Но чтобы вся природа наша была исцелена в этой встрече — именно вся она и должна быть, во всей своей полноте, в этом новом Адаме. Но после Адама не осталось на земле Человека. Остались обломки, индивидуальности, которые лишь отчасти — каждый в свою меру — владели задатками человеческой природы. И, значит, этот Сын Адама, будучи наследником его природы, не должен быть наследником последствий падения первоотца...
Как произошло Непорочное Зачатие «От Духа Свята и Марии Девы» — я, конечно, не знаю и не дерзаю вопрошать. Но необходимость именно такого пути для вхождения Нового Адама в мир связана именно с потребностью избавиться от адамова наследства. Для исцеления человека нужно было соединение с ним самого Бога. Ведь только в Богопричастности человек становится здоровым. Однако не только в Боге воплощенном имели мы нужду — но и в Боге закланном. Здесь нужен был Крест. Почему и зачем? Cur Deus homo?

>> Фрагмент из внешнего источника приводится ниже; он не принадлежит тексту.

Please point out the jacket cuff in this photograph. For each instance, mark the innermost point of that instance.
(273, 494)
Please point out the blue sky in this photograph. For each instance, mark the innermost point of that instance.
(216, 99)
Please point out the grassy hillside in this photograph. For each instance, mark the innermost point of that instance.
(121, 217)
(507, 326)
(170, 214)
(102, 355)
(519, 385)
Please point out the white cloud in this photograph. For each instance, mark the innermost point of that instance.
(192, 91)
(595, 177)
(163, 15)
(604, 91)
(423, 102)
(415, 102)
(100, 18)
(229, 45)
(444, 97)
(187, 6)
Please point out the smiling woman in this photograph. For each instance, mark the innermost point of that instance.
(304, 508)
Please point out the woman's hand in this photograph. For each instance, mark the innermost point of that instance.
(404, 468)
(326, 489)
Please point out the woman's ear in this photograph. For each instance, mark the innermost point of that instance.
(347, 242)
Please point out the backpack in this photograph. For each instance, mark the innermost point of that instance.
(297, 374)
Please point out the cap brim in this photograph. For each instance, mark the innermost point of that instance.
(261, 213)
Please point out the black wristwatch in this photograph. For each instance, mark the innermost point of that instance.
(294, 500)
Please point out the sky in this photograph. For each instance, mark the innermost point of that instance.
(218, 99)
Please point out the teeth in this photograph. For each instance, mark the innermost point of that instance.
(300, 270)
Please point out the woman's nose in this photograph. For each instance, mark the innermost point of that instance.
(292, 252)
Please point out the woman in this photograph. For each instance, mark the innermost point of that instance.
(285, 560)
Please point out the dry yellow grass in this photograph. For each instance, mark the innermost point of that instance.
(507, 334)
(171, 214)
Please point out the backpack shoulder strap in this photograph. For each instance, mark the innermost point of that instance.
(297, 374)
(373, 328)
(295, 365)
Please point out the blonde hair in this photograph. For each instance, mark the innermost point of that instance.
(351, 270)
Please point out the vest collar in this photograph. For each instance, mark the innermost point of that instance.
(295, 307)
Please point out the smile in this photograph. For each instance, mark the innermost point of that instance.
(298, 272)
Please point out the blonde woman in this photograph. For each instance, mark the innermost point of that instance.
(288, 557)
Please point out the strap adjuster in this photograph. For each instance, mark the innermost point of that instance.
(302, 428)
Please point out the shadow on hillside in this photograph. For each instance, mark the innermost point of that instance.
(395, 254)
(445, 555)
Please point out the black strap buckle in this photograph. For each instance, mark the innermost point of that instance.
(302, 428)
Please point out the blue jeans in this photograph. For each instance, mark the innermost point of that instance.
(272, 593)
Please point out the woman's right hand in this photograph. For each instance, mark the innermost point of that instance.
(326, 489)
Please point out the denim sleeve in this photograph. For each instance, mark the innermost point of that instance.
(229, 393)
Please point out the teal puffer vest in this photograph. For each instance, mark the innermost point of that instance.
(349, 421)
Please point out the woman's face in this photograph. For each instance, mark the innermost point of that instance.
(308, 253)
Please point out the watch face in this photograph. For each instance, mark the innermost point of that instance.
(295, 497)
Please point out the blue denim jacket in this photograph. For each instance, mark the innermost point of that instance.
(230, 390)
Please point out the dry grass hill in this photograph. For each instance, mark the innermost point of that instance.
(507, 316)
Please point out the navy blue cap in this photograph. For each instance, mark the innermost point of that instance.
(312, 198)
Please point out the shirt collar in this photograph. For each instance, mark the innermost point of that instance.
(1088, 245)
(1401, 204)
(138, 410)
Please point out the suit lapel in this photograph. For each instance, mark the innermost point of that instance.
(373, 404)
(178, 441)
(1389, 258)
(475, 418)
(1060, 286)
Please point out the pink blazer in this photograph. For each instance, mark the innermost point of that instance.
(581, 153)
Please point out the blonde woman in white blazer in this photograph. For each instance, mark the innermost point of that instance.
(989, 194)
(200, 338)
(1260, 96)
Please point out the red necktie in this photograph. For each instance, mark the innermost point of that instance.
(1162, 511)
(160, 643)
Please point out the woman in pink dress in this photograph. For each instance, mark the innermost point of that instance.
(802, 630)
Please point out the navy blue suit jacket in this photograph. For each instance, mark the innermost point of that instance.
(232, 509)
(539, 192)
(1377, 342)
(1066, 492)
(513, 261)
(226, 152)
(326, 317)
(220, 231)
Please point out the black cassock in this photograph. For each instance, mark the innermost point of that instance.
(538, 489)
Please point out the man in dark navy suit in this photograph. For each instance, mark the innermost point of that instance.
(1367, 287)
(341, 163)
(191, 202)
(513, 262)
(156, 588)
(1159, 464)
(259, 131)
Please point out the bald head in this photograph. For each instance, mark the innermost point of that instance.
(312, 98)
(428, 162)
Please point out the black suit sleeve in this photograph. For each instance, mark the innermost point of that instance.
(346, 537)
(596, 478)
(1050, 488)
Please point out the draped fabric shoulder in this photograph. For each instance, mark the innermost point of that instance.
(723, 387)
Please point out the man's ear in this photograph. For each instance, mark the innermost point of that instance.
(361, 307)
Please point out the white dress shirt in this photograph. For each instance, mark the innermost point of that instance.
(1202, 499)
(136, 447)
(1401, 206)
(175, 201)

Последний враг, древний враг, с которым сражается Христос, — это смерть. Бог есть жизнь. Все, что существует, все, что живёт, по убеждениям христиан и по опыту любой развитой религиозной философской мысли, существует и живёт в силу своей причастности к Богу. Но когда человек совершает грех, он разрушает эту связь. И тогда божественная жизнь перестаёт струиться в нем, перестаёт омывать его сердце. Человек начинает «задыхаться».
Человека, каким видит его Библия, можно сравнить с водолазом, который работает на дне моря. Вдруг, в результате неосторожного движения, шланг, по которому сверху поступает воздух, оказался пережатым. Человек начинает задыхаться. Человек начинает умирать. Спасти его можно только одним: восстановить возможность воздухообмена с поверхностью. Этот процесс и есть суть христианства.
Неосторожным движением, нарушившим связь между человеком и Богом, был первородный грех и все последующие грехи людей. Люди воздвигли преграду между собою и Богом, — преграду не в пространстве, а в своём сердце. Люди оказались отрезанными от Бога. Эту преграду необходимо было убрать. Чтобы люди могли быть спасены, могли обрести бессмертие, следовало восстановить связь с Тем, Кто только один бессмертен. Люди отпали от Бога, от жизни. Их нужно было «спасти», помочь им вновь найти жизнь, причём, жизнь вечную. Это значит, что им нужно было обрести именно Бога, а не какого-либо посредника, — не пророка, не миссионера, не учителя, и не ангела.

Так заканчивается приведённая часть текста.